Hingga kini, tak jelas motivasi atau kenapa Ummu nekad menyudahi hidupnya secara demontratif seperti itu: membakar dirinya sendiri.  Ia membakar tubuhnya, setelah menyiramkan minyak tanah ke seluruh tubuhnya dan sebentar kemudian….bleer...nyala api pun melumat badannya setelah dia ngrejres korek api.

Setahun lalu, kejadian naas sama juga dilakukan Khoir Umi Latifah (25) yang nekad membakar kedua anaknya yang masih balita Linduaji (3,5) dan Dwi (2,5) dan baru kemudian menyulut api ke tubuhnya sendiri. Khoir tewas, sementara kedua anaknya yang telanjur luka bakar serius malah tidak ikut mati.

Depresi dan nyapres

Depresi disebut-sebut menjadi pangkal nekatnya Khoir hingga menjadi nekat berani menghabisi nyawanya sendiri di tengah himpitan masalah ekonomi. Tak mau kedua anaknya nantinya hidup menderita, maka disulut pula kedua anaknya itu dengan api –dan malang seribu malang—kedua anaknya masih selamat, meski luka bakar membuat tubuh bayi malang itu melepuh.

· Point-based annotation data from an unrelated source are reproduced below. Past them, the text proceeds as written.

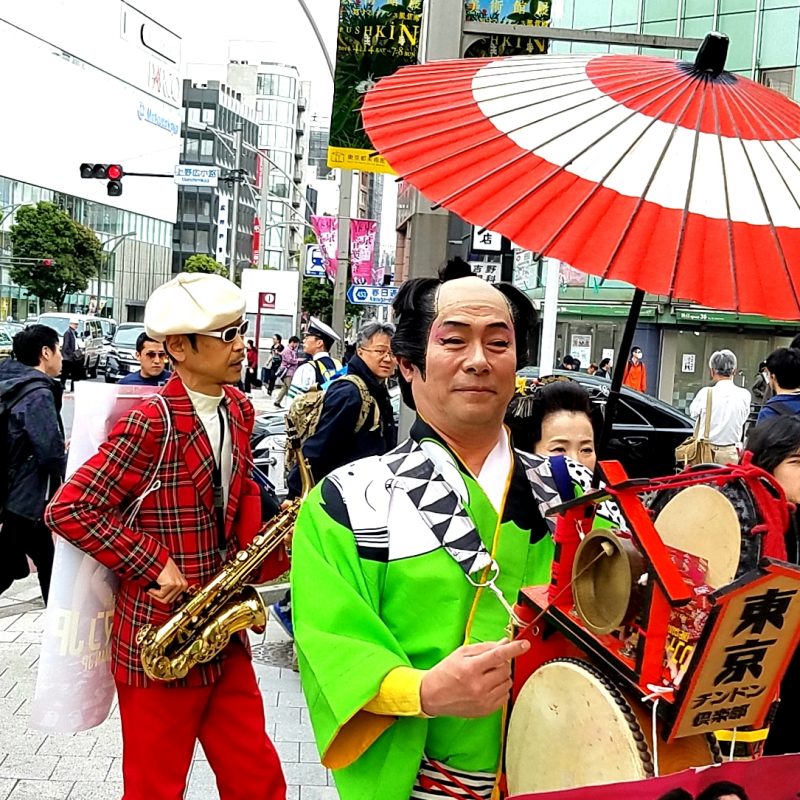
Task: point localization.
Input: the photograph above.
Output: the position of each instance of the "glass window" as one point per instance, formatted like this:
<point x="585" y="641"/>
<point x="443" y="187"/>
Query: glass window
<point x="657" y="10"/>
<point x="740" y="29"/>
<point x="779" y="38"/>
<point x="782" y="80"/>
<point x="699" y="8"/>
<point x="624" y="12"/>
<point x="591" y="14"/>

Manusia gampang menjadi limbung karena beban depresi dan masalah kehidupan. Hal yang beginian ini sekrang menjadi pemandangan umum dimana-mana. Belum lagi biaya sekolah yang makin tak terjangkau; sekarang ini  untuk bisa makan kenyang tiga kali sehari pun kian sulit direngkuh. Ini dialami oleh ribuan bahkan jutaan kaum marjinal di Negeri Nusantara ini

Sementara banyak orang mulai mengakabi depresi dan kemudian nekad bunuh diri karena himpitan tiada beras, di belahan wilayah lain segelintir manusia tengah menghitung hari: di tahun 2014 nanti, itulah saatnya merebut kekuasaan di negeri ini sebagai presiden.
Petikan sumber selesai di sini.